The prospect, as announced by the Prime Minister today, that this is legislation that will pass the federal parliament, ideally this year, speaks to the urgency that we want to see. It speaks to the fact that this matters to parents and children now. Every day that passes where these social media companies can operate completely unregulated with reckless abandon to the impact that it is having on children and parents needs to come to an end, and that is why the urgency is very much welcomed.
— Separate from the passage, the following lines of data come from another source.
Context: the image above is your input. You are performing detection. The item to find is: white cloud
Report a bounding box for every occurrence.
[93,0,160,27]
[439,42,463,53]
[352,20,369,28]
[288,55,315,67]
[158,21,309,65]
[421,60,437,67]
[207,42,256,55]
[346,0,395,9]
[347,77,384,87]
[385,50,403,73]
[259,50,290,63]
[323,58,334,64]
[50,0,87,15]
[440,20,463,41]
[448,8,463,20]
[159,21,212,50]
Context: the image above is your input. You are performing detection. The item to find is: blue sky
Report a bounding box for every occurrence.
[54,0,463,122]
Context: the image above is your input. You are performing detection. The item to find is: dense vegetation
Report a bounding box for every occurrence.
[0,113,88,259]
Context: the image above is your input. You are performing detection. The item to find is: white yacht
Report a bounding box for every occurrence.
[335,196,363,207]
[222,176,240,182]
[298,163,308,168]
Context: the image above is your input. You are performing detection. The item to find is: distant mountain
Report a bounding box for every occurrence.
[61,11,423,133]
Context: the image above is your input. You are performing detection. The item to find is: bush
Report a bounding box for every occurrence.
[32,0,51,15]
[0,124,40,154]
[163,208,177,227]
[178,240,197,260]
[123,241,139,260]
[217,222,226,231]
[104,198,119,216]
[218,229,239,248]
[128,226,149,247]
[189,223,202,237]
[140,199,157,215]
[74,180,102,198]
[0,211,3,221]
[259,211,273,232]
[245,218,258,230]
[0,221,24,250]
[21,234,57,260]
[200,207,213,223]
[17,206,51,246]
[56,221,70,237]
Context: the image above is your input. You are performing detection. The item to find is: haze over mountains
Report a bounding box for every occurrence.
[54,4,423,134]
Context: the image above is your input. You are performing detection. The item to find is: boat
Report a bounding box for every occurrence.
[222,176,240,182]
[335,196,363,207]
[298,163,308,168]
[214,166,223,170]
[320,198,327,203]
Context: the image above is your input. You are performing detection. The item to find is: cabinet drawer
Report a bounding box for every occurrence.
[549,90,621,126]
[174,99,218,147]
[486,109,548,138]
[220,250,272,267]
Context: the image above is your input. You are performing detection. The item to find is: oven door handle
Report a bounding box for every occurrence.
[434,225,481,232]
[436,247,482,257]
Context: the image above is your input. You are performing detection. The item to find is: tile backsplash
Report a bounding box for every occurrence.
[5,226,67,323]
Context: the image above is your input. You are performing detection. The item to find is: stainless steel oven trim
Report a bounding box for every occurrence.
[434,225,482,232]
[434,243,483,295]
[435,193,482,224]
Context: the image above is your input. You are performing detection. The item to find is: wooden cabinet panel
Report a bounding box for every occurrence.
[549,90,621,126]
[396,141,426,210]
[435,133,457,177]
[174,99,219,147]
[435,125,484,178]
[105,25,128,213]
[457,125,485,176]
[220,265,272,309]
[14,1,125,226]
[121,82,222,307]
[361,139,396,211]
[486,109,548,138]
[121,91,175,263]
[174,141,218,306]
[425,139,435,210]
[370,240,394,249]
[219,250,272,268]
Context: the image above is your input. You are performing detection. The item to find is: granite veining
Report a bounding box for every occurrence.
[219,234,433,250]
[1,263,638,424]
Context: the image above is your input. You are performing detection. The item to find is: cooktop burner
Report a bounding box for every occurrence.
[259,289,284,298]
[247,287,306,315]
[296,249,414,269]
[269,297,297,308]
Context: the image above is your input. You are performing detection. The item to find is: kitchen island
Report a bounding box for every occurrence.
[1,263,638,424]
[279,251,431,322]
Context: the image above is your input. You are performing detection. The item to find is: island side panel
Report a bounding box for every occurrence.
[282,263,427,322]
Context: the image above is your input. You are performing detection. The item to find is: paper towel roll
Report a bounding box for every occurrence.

The other point I will make, as has been reflected in the Prime Minister's remarks and reflected in the report itself, is it is not just about a change in the law, it is not just about an imposition on social media services. It is also about working with families, working with parents. It is almost an impossible task for a parent to look at a young child and tell them they are not allowed to engage with their friends. Social media services have become part of the necessary infrastructure for children to be able to do that, and that represents a sad state of affairs where social media services act as critical infrastructure to engage with one another. We want to remove that from the equation. We want to give parents the ability to be able to say no, in the knowledge that they are supported by the law. The reform that we are delivering here in South Australia is nation-leading to the extent that it is now national policy, and that is something we should be very grateful for indeed.